UNSMIL demands CBL control of oil funds
Libya’s National Oil Corporation (NOC) lifted force majeure on all oil fields and ports Thursday, ending a weeks-long shutdown that crippled the OPEC nation’s crude output. The move follows the successful appointment of a new central bank governor, a key step in resolving a political deadlock that had paralyzed the country’s vital energy sector.
The United Nations Support Mission in Libya (UNSMIL) welcomed the NOC’s decision, emphasizing the importance of channeling oil revenue through the Central Bank of Libya (CBL) to ensure transparency and stability.
“This is a crucial development for the Libyan people,” a UNSMIL spokesperson said. “Oil revenues are essential for economic recovery and development. It is imperative that these resources are managed responsibly and for the benefit of all Libyans.”

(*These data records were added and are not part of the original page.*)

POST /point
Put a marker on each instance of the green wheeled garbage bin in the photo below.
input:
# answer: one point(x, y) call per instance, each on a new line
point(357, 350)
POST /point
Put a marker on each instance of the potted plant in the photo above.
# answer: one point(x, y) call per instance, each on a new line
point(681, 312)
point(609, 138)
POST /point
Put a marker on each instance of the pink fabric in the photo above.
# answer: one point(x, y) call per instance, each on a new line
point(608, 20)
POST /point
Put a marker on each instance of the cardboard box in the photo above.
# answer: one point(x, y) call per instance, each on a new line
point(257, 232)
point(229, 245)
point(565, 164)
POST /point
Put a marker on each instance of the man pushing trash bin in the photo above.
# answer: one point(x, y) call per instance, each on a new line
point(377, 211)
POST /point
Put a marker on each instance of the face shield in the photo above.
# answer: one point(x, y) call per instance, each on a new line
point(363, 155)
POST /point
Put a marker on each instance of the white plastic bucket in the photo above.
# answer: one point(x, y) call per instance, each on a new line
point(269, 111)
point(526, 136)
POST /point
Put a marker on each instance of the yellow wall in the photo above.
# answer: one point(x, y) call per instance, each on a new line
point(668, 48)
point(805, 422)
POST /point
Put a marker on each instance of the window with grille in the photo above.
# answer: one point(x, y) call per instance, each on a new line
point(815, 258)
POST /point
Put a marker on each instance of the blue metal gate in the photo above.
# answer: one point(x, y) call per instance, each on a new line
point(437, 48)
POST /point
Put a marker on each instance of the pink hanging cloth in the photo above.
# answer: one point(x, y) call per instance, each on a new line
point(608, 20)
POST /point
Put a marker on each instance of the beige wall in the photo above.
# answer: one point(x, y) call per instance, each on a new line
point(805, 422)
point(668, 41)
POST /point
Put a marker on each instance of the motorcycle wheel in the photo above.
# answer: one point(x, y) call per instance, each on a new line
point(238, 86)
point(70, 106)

The NOC had declared force majeure on several key oil fields in recent months, citing security concerns amid a power struggle between rival factions. The political impasse also led to a dispute over control of the CBL, the sole internationally recognized repository for Libya’s oil wealth.
The breakthrough came with the UN-brokered agreement to install Nagy Issa as the new CBL governor. Issa assumed office in Tripoli on Wednesday, paving the way for the NOC to restart production and exports.
Analysts estimate the shutdown cost Libya hundreds of millions of dollars in lost revenue. The resumption of oil production is expected to provide a much-needed boost to the country’s struggling economy.
“This is a positive step towards restoring stability and confidence in Libya,” said an economic analyst specializing in North Africa. “However, challenges remain, and continued political dialogue is crucial to ensure long-term economic recovery.”
Libya holds Africa’s largest proven oil reserves, with a production capacity of approximately 1.2 million barrels per day. The country’s oil sector is a critical source of revenue, accounting for the vast majority of its exports.